Soichiro Honda – From a Mechanic at a Garage to the Founder of Honda Motor Co.
Soichiro Honda was a mechanic at a garage. His job was to tune cars to prepare them for races. Honda founded Tōkai Seiki, a piston rings manufacturing company in 1937.
This company won a contract to supply piston rings to an established automobile company – Toyota. But soon after, he lost the contract due to the poor quality of the products. He took time out to better understand Toyota’s quality control processes, and by 1941, Honda was able to mass produce piston rings acceptable to Toyota.
Toyota took a 40% stake in his company, but Honda was demoted from president to senior managing director. Tōkai Seiki’s manufacturing plants were destroyed in US bomb attacks in 1944. Honda sold the salvageable remains of the company to Toyota and used the proceeds to found the Honda Technical Research Institute in October 1946.

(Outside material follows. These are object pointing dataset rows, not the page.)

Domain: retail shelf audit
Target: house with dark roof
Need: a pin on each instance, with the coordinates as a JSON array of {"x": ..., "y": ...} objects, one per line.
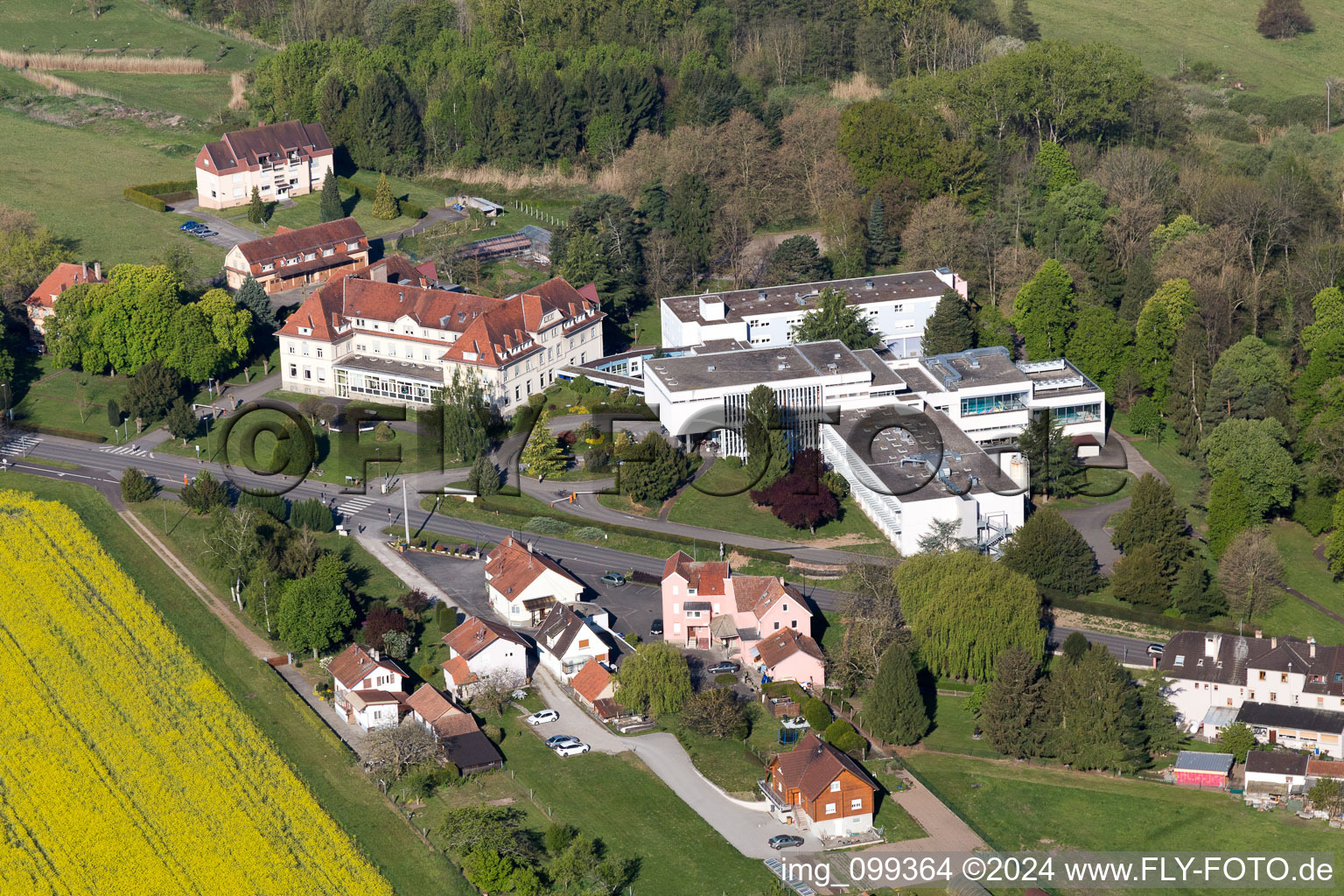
[
  {"x": 1196, "y": 768},
  {"x": 820, "y": 788},
  {"x": 1276, "y": 773},
  {"x": 1214, "y": 675},
  {"x": 1318, "y": 731},
  {"x": 293, "y": 258},
  {"x": 368, "y": 687},
  {"x": 42, "y": 304},
  {"x": 390, "y": 332},
  {"x": 283, "y": 160},
  {"x": 483, "y": 652},
  {"x": 523, "y": 584}
]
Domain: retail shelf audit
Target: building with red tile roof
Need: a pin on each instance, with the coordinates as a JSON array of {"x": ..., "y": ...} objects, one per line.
[
  {"x": 388, "y": 332},
  {"x": 293, "y": 258},
  {"x": 283, "y": 160},
  {"x": 42, "y": 304}
]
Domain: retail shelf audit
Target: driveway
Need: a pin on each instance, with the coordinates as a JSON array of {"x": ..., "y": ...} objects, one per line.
[{"x": 747, "y": 826}]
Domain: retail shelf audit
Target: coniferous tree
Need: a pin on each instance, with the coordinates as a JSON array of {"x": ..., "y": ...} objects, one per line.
[
  {"x": 385, "y": 205},
  {"x": 1011, "y": 712},
  {"x": 330, "y": 207},
  {"x": 1050, "y": 551},
  {"x": 1228, "y": 514},
  {"x": 894, "y": 710},
  {"x": 1187, "y": 387},
  {"x": 255, "y": 298},
  {"x": 1020, "y": 22},
  {"x": 949, "y": 328}
]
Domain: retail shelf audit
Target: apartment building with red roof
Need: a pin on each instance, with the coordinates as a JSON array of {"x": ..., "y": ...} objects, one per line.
[
  {"x": 283, "y": 160},
  {"x": 388, "y": 333}
]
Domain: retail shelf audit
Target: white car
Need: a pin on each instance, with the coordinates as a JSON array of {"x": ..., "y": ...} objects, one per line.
[{"x": 570, "y": 748}]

He worked with a staff of 12 men in a 172-square-foot shack. They built and sold improvised motorized bicycles by building their own copy of Tohatsu engines, and supplying these to customers to attach to their bicycles. Honda Motor Company grew in a short time to become the world’s largest manufacturer of motorcycles by 1964.
Honda thereafter entered into mini pick-up trucks & finally into the car segment and today is a serious competitor to Toyota.
It’s easy to look at these companies and think, “I could never do something like this.” Of course, all of these companies took decades to get where they are today. But they had an idea and they believed in it and most importantly, they started.